Attending an SAP analyst conference, Dr. Kerstin Geiger raised the issue of convergence, specifically that the boundaries between industries are blurring. We at Celent see this quite strongly in banking. We lots of entries into the banking market from various industries, some of which are quite closely aligned to banking:
- Insurance (USAA and MetLife)
- Brokers (Charles Schwab, Merrill Lynch)
And perhaps more surprising, some that have nothing to do with banking.
- Supermarkets (Loblaws in Canada and Tesco in UK)
- Retailers (Wal-Mart, Azteca in Mexico)
- Mobile Network Operators (KDDI, Globe Telecom in Philippines)
- Transit operators (Japan Rail, London Transit, Hong Kong Transit)
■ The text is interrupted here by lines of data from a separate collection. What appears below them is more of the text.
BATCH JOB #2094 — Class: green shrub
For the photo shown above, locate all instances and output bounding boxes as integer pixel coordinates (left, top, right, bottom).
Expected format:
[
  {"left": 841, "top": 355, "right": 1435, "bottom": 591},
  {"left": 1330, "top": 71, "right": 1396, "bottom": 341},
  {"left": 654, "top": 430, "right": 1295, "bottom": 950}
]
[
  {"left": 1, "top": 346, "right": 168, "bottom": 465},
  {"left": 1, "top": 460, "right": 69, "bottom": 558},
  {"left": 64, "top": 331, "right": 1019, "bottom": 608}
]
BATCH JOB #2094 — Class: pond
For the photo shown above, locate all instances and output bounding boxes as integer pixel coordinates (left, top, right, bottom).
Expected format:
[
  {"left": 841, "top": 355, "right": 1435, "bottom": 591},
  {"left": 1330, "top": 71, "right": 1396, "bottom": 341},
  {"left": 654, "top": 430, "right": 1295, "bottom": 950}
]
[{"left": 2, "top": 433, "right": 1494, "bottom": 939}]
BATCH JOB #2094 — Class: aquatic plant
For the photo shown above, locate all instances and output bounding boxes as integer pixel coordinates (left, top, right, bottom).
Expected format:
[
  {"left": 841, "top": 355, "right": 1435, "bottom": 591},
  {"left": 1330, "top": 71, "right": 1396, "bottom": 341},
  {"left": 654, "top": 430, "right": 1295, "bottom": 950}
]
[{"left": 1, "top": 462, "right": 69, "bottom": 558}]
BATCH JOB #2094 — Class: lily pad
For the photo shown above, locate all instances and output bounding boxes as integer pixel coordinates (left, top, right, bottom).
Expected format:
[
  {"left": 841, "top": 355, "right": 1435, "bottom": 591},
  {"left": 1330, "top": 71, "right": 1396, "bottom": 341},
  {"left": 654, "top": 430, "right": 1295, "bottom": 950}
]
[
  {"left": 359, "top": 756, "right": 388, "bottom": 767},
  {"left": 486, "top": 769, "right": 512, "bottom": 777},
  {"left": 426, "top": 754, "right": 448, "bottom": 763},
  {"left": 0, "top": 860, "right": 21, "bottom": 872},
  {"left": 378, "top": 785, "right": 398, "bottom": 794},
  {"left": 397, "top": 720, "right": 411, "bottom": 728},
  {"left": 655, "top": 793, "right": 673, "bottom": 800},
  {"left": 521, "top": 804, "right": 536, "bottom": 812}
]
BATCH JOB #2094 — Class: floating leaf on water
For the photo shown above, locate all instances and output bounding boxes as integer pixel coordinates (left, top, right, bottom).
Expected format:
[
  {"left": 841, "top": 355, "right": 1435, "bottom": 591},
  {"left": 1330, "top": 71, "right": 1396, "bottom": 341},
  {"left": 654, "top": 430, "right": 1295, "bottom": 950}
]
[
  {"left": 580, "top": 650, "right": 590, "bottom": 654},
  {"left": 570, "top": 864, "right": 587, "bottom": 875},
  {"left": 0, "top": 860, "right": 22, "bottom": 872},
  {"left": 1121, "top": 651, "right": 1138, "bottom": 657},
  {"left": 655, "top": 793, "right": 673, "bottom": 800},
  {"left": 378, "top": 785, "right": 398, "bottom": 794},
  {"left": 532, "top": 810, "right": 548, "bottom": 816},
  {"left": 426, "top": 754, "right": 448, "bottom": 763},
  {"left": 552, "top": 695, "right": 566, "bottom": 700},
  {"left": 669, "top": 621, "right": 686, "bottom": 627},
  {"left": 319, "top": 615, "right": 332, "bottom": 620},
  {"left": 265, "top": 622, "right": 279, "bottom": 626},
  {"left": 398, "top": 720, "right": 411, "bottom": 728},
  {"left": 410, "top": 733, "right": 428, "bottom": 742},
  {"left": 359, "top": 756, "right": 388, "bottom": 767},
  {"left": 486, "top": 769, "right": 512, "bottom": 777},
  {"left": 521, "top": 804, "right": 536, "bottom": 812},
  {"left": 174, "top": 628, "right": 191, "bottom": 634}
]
What are the implications for banks, and the technology providers that support them? Celent believes that banks need to be more responsive to the customer as a whole. Combinations of banks and supermarkets, or banks and MNO can offer powerful new value propositions around convenience, payments, and incentives that banks alone can't offer, creating bundles and relationships that banks alone can't touch. These new types of customers are going to want to mix and match banking capabilities with other capabilities in their core competency. Do you give frequent transit riders a cost advantage on their deposits? Do you give heavy telco users a better rate? Do you give people who keep large balances in their prepaid telco incentives on their mobile rates? Does a mobile operator offer location based marketing to its customers used in conjunction with its payment infrastructure? These are areas in which stand alone banks just can't compete. Celent believes that technology vendors in this space need to build modular, service oriented architectures for these customers. SAP is doing so, placing all of their industry vertical content on a single platform....except banking. Red Gillen, a senior analyst at Celent, will soon publish a report on Jibun Bank, a joint venture between KDDI, Japan's #2 telecom provider and Bank of Tokyo Mitsubishi UFJ, one of Japan's megabanks. This is a mobile only bank making inroads into the mature Japanese market, no mean feat. What do you think about this new convergence in banking and across all industries?